There have also been industry murmurs that Wanda is open to offloading its majority stake in AMC Entertainment, North America’s largest movie theater chain. Some reports, unconfirmed by Wanda, have said that the company is simultaneously exploring listing some of AMC’s international assets, such as its European movie theater circuits Odeon & UCI and Nordic Cinema Group. Legendary Entertainment, meanwhile — Wanda’s largest overseas acquisition to date, picked up for $3.5 billion in 2016 — has been hiring new senior leadership and is not thought to be for sale.
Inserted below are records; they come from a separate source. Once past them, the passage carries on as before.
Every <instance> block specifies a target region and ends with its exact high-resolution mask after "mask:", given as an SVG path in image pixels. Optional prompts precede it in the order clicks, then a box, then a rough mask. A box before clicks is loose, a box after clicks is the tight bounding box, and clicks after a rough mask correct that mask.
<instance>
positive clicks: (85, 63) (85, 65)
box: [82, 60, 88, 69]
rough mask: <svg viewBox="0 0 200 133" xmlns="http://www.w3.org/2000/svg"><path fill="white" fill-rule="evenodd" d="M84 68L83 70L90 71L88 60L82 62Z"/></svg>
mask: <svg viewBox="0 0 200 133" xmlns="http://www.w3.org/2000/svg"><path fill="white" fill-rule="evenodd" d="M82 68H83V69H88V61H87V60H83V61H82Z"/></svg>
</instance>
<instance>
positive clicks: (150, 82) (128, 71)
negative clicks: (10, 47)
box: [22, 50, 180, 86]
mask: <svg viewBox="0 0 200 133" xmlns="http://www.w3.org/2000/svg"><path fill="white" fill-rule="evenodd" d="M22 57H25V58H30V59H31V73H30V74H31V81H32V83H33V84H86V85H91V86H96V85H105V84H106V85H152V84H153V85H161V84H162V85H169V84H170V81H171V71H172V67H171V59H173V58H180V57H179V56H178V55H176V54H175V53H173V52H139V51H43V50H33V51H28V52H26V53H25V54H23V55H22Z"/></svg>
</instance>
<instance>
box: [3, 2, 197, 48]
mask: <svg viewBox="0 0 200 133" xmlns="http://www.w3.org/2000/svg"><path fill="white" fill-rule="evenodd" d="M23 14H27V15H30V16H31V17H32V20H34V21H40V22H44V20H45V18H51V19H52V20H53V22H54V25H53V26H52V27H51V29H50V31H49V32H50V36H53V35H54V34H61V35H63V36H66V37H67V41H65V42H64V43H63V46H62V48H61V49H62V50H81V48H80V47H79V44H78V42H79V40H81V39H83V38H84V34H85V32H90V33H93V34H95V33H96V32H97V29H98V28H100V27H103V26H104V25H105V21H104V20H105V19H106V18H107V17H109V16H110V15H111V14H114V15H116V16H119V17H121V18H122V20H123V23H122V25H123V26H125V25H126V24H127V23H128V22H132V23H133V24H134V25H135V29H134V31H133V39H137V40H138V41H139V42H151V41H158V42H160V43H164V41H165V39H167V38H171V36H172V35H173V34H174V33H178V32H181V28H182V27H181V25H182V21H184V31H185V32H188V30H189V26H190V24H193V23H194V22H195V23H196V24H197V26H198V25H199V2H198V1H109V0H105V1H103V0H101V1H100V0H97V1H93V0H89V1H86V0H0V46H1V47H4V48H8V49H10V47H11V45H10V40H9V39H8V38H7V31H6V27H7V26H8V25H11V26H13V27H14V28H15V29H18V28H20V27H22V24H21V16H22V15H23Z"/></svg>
Wang’s hurried selling in the international sphere has been matched by huge-ticket transactions and fast-paced unwinding in mainland China. Wanda sold the bulk of its Chinese hotels and theme parks for a combined $9.5 billion last July. Just yesterday, the company announced a $5.4 billion sale of 14 percent of Wanda Commercial Properties Co. to an investment consortium led by Chinese internet giant Tencent. The investors, which also included Suning Holdings, JD.com and Sunac China, purchased the stake from shareholders who helped finance Wanda’s de-listing from the Hong Kong Stock Exchange in 2016. Wanda and its new partners said Monday that they will strive to take the unit public in mainland China as quickly as possible.